La revue des marchés :
- Iran-Etats-Unis : l’échec des négociations prolonge l’incertitude ;
- Etats-Unis : croissance du T4 révisée en baisse, l’inflation s’accroit à 3,3% en mars ;
- Actions : fort rebond à l’annonce des négociations avant une fin de semaine plus difficile ;
- Taux : retour vers 4,30% pour le T-note, le Bund dérive à la hausse.
La défiance règne
L’annonce de pourparlers entre les Etats-Unis et l’Iran pour trouver une issue au conflit avait en début de semaine débouché sur un fort rebond des marchés. Les premières négociations, intermédiées le week-end par le Pakistan, ont échoué, laissant craindre un rebond du brut et une rechute des actions.

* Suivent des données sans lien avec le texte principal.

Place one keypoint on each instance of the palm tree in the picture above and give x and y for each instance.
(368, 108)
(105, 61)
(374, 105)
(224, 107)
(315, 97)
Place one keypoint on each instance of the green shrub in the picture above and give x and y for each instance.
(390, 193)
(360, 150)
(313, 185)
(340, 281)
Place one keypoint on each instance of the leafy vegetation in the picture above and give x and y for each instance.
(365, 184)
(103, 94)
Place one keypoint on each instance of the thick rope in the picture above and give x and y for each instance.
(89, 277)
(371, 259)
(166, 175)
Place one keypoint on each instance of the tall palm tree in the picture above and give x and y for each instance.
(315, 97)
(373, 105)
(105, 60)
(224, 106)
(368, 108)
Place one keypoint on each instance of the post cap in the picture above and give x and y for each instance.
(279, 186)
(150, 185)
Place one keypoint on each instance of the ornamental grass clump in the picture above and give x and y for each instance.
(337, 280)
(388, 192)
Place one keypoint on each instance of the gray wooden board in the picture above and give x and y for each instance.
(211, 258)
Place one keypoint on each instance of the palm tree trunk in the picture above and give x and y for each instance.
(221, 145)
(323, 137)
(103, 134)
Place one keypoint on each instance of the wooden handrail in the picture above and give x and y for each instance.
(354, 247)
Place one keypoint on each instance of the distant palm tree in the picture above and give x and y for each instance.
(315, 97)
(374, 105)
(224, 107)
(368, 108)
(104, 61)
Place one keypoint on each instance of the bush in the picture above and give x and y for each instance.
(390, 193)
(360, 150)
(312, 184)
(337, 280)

Les marchés financiers avaient envie de croire à un accord de sortie de crise. Les exigences des deux parties étaient pourtant diamétralement opposées notamment sur la question du nucléaire. Cet échec ne marque sans doute pas la fin des négociations mais il est susceptible de prolonger l’incertitude et de raviver les tensions pétrolières… d’autant que Donald Trump menace désormais d’organiser le blocus de l’Iran et du détroit d’Ormuz. L’Arabie saoudite a déjà chiffré à 600k barils par jour la perte de ses capacités de production du fait des frappes iraniennes. La production prendra du temps à se normaliser dans la plupart des pays du Golfe. Le caractère binaire des marchés où les mouvements du pétrole, des taux courts et du dollar s’opposent aux ceux des actifs risqués devraient se maintenir.

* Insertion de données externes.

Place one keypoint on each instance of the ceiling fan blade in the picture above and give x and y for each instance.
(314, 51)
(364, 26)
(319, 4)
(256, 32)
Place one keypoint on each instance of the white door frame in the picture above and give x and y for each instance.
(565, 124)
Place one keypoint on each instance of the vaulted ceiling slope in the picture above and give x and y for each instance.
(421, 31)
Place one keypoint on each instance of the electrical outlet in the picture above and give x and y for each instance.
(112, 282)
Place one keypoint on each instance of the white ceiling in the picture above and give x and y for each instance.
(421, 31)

Sur le plan conjoncturel, la croissance américaine a été revue en baisse à 0,5 % au 4ème trimestre. Le fléchissement de la consommation privée, entrevu en fin d’année, s’est poursuivi sur les deux premiers mois de l’année 2026. L’économie américaine reste dominée par les investissements liés à l’IA. Les livraisons de biens d’équipement sont la seule éclaircie en ce début d’année. Le revenu disponible réel des ménages américains stagne depuis le printemps dernier. L’effet richesse ne permet plus de compenser le ralentissement des salaires et l’atonie des embauches. L’inflation ressort à 3,3 % en mars selon l’IPC. L’énergie (+10,9 %) se renchérit fortement mais l’inflation sous-jacente (+0,2% sur le mois de mars) est quelque peu moins forte qu’attendu. En zone euro, les premières enquêtes du mois de mars attestent d’une certaine résilience des entreprises. Le PMI composite de l’union monétaire ressort ainsi à 50,7, grâce à un rebond des services en Espagne et, à un degré moindre, de l’Allemagne.

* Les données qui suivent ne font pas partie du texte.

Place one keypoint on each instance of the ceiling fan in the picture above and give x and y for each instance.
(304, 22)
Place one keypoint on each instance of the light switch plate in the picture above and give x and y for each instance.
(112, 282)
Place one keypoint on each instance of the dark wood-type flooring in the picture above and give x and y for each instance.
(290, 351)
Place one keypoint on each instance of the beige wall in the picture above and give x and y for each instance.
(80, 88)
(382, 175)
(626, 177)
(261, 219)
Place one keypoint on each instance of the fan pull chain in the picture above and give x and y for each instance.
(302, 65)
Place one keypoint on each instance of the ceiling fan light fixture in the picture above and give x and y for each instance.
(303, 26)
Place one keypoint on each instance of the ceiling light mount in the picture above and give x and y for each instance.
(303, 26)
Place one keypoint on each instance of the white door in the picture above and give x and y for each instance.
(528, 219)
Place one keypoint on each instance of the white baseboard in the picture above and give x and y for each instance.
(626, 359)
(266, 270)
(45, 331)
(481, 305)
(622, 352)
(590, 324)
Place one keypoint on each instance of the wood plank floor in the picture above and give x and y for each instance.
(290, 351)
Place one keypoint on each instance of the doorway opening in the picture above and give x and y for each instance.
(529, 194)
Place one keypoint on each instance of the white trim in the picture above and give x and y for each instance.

Les marchés financiers ont crû à la sortie de crise avant que l’action des prix ne s’inverse à l’approche des négociations, qui aboutiront à un échec. Les rachats de positions vendeuses ont alimenté le rebond des actions en début de semaine alors que la détente du pétrole avait engendré une baisse des anticipations d’inflation, des anticipations de resserrement monétaire et de manière générale des primes de risque de crédit. Sur les marchés de taux américains, les enquêtes de positionnement attestent de la neutralité des intervenants autour de 4,30 % sur le T-note (4,32 % en clôture vendredi). Le Bund se tend néanmoins au-delà de 3 %. Le discours de la BCE s’est durci et laisse désormais envisager les hausses de taux, déjà intégrées par les marchés. La bonne tenue des enquêtes permet toutefois une détente des spreads souverains. Moody’s a maintenu la note de la France à Aa3 avec des perspectives négatives tout en soulignant la récente amélioration des finances publiques (déficit à 5 % du PIB au lieu de 5,2 % prévu). Dans ce contexte, l’OAT s’échangeait vendredi soir à 67 pb au-dessus du Bund. Le crédit en euro s’échange à 70 pb contre swap (-8 pb), à peine moins cher qu’au déclenchement de la guerre. Les indices de CDS se sont fortement resserrés dans le sillage du rebond initial des indices actions. Le S&P 500 reprend 3,6 % alors que débutera la saison des résultats dans quelques jours. Les bénéfices sont révisés en hausse avec des attentes de l’ordre de +15 % au 1er trimestre. Les indices actions européens affichent des hausses hebdomadaires de l’ordre de 3 %.